I have a human and mouse SingleCellExperiment object and would like to concatenate them. I have converted mouse IDs into human IDs and subset each object to the intersection of IDs. I get an error message because Symbol ends up with duplicate values in it.
head(rowData(SCEmouse))
DataFrame with 6 rows and 3 columns
ID Symbol Type
<character> <character> <character>
ENSMUSG00000061195 ENSG00000186092 OR4F5 Gene Expression
ENSMUSG00000093804 ENSG00000284733 OR4F29 Gene Expression
ENSMUSG00000096351 ENSG00000187634 SAMD11 Gene Expression
ENSMUSG00000095567 ENSG00000188976 NOC2L Gene Expression
ENSMUSG00000078485 ENSG00000187583 PLEKHN1 Gene Expression
ENSMUSG00000078486 ENSG00000187642 PERM1 Gene Expression
head(rowData(SCEhuman))
DataFrame with 6 rows and 3 columns
ID Symbol Type
<character> <character> <character>
ENSG00000186092 ENSG00000186092 OR4F5 Gene Expression
ENSG00000284733 ENSG00000284733 OR4F29 Gene Expression
ENSG00000187634 ENSG00000187634 SAMD11 Gene Expression
ENSG00000188976 ENSG00000188976 NOC2L Gene Expression
ENSG00000187583 ENSG00000187583 PLEKHN1 Gene Expression
ENSG00000187642 ENSG00000187642 PERM1 Gene Expression
cbind(SCEhuman, SCEmouse) # Error
range(table(mcols(SCEhuman)[, "Symbol"]))
1 2
range(table(mcols(SCEmouse)[, "Symbol"]))
1 19
Is there a better way to do this task? The matching which I performed was to replace the mouse ID and symbol in the rowData
of the mouse object with the human value based on an orthologs table from ENSEMBL.
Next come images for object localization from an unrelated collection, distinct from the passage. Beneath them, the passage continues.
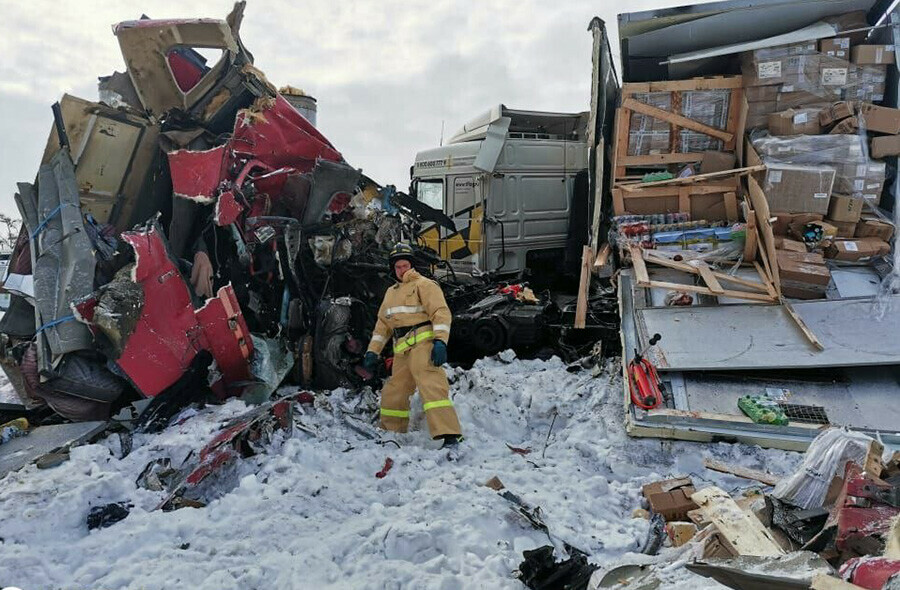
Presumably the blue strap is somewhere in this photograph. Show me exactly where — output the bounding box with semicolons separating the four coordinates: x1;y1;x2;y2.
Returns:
30;203;76;240
36;314;76;333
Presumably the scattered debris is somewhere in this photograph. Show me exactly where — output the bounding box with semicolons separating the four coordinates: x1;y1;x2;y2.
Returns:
703;458;780;487
375;457;393;479
86;502;132;530
518;545;597;590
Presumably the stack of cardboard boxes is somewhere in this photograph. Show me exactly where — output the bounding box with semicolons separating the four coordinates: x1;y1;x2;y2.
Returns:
743;38;892;131
740;38;899;299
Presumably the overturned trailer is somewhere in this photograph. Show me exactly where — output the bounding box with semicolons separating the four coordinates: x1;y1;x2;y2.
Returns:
588;0;900;450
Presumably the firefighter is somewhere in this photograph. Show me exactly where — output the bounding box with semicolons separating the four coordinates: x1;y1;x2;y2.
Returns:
363;243;463;448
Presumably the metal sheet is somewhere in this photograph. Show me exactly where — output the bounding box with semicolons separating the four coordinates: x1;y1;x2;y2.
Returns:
636;296;900;370
675;366;900;432
0;421;106;480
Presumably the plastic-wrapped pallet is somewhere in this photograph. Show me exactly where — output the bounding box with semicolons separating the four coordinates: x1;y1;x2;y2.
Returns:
742;42;888;108
626;90;730;156
752;132;880;200
772;427;879;509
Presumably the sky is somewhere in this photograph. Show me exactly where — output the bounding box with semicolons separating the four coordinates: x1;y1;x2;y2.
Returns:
0;0;708;219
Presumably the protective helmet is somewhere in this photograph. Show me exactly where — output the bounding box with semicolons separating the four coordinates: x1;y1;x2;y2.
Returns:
389;243;414;270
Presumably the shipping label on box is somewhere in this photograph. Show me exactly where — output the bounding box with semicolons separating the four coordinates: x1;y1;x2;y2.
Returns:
822;67;849;86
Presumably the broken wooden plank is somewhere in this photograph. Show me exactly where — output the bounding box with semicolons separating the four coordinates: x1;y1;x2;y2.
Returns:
695;261;725;295
640;279;778;303
574;245;592;329
622;97;734;143
641;250;771;294
616;165;765;191
622;76;743;94
691;486;784;557
782;300;825;351
618;152;705;167
702;458;779;486
810;574;867;590
630;245;651;285
593;243;611;268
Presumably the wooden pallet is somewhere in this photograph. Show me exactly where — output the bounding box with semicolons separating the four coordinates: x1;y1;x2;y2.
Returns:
613;76;744;181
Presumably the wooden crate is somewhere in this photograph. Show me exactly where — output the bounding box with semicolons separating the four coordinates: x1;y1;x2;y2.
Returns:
612;181;740;222
613;76;744;181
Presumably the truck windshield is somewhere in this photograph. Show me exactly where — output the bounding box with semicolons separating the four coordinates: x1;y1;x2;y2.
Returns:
417;179;443;210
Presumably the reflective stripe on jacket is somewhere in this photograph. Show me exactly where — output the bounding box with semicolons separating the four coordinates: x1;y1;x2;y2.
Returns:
367;269;452;355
What is the error message? My guess that it is rownames duplication because one mouse gene might have more than one human ortholog.
It is treating Symbol as some kind of primary key, bizarrely. I had to change the commas to get the support website to accept it. You can see my tabulation of the values in Symbol column shows that there are some multiples.